Analogue Rock Characterization with MicrOmega, within the H2020/PTAL project.

The PTAL project [1] aims to build an Earth analogues database, the Planetary Terrestrial Analogues Library, to help characterizing the mineralogical evolution of terrestrial bodies, with a focus on Martian analogues (www.PTAL.eu). A set of natural Earth rock samples have been collected, compelling a variety of igneous and sedimentary rocks with variable compositions and levels of alteration. Those samples are characterized with thin section observations and XRD analysis, NIR spectroscopy, Raman spectroscopy and LIBS.

This abstract focuses on the NIR (Near Infrared) spectroscopy analysis performed using the MicrOmega instrument, a NIR hyperspectral microscope (e.g. [2]). The MicrOmega instrument used within the PTAL project is the spare model of the ExoMars rover laboratory. It has a total field of view of 5 mm x 5 mm, with resolution of 20 µm/pixel in the focal plane. It covers the spectral domain from 0.98 µm to ~3.6 µm. Its capabilities enable the identification of grains of different mineralogy in the samples [2].
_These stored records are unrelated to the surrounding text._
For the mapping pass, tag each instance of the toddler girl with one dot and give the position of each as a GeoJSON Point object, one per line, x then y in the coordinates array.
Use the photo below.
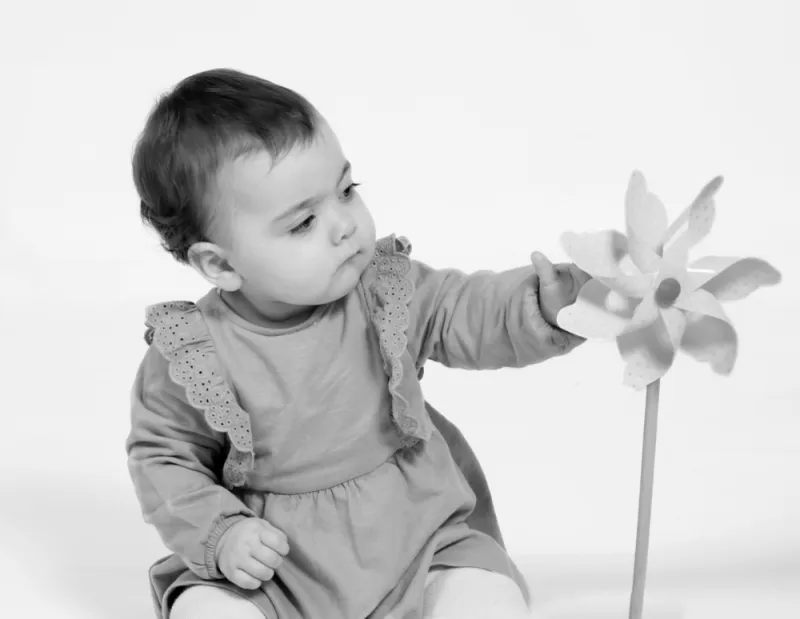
{"type": "Point", "coordinates": [280, 442]}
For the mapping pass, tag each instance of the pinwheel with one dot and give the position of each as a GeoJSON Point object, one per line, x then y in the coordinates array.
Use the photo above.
{"type": "Point", "coordinates": [646, 294]}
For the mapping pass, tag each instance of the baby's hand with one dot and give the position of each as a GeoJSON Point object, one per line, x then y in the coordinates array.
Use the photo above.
{"type": "Point", "coordinates": [558, 285]}
{"type": "Point", "coordinates": [250, 551]}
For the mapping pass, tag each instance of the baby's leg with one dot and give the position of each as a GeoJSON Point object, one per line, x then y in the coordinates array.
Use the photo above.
{"type": "Point", "coordinates": [471, 593]}
{"type": "Point", "coordinates": [210, 602]}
Each MicrOmega observation produces >65,000 spectra, hence automatic analysis is needed as a first step. After data calibration, a quick-look data analysis based on a set of ~16 spectral parameters based on the detection of single or multiple absorption bands was performed to produce spectral indices maps and average spectra, then guiding the manual analysis in a second step. After spectral endmembers are identified, they are compared to reference spectral libraries to identify the presence of minerals species in the sample. Spectral parameter maps can then be used to map the extent of the identified mineral species on the surface of the sample. Final products of the analyses will feed the online PTAL spectral database, and a paper describing these analyses has recently been submitted to Astrobiology.
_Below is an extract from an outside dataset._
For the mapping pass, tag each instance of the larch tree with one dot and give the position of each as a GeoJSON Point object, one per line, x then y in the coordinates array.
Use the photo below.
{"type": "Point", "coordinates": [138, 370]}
Mineral species detected with MicrOmega in the PTAL samples include: Olivine, High Calcium Pyroxene, Low Calcium Pyroxene, Amphiboles, Epidotes, Zeolites, Opals, Phyllosilicates, Oxides and Hydroxides, Carbonates, and Sulfates.
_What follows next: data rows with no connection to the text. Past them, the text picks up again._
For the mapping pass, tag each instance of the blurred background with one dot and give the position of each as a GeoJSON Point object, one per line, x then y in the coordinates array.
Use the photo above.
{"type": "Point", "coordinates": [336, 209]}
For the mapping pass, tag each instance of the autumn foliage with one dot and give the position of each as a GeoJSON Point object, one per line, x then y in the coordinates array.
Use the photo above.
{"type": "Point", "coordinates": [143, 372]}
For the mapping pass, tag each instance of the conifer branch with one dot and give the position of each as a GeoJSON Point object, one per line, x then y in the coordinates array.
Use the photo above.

Preliminary comparisons with XRD and Raman analyses show general consistency in the identification of olivine, pyroxene and hydrated phases. As expected, quartz and plagioclase for example are challenging to be identified in NIR, but MicrOmega shows well the capacity in hydrated minerals identification and qualitative estimation of major and minor mineral species thanks to its spectral-imaging capabilities.

The PTAL spectral database will assist in particular in interpreting in situ data from the next Mars surface missions. The target-rocks in Oxia Planum and Jezero Crater, the landing sites of the next surface missions, have compositional similarities with some samples of the PTAL collection, in particular with the orbital identification of clay minerals and serpentine. The NIR spectrometers on board the rovers will be involved at multiple stages of the surface operations and will be crucial to understand the geologic history of each landing site, and in particular the context of the water alteration of the rocks.

References: [1] Werner et al. (2018) Second International Mars Sample Return, No. 2071, 6060. [2] Pilorget and Bibring (2014) PSS 99, 7-18.

Acknowledgements: This project is financed through the European Research Council in the H2020-COMPET-2015 program (grant 687302).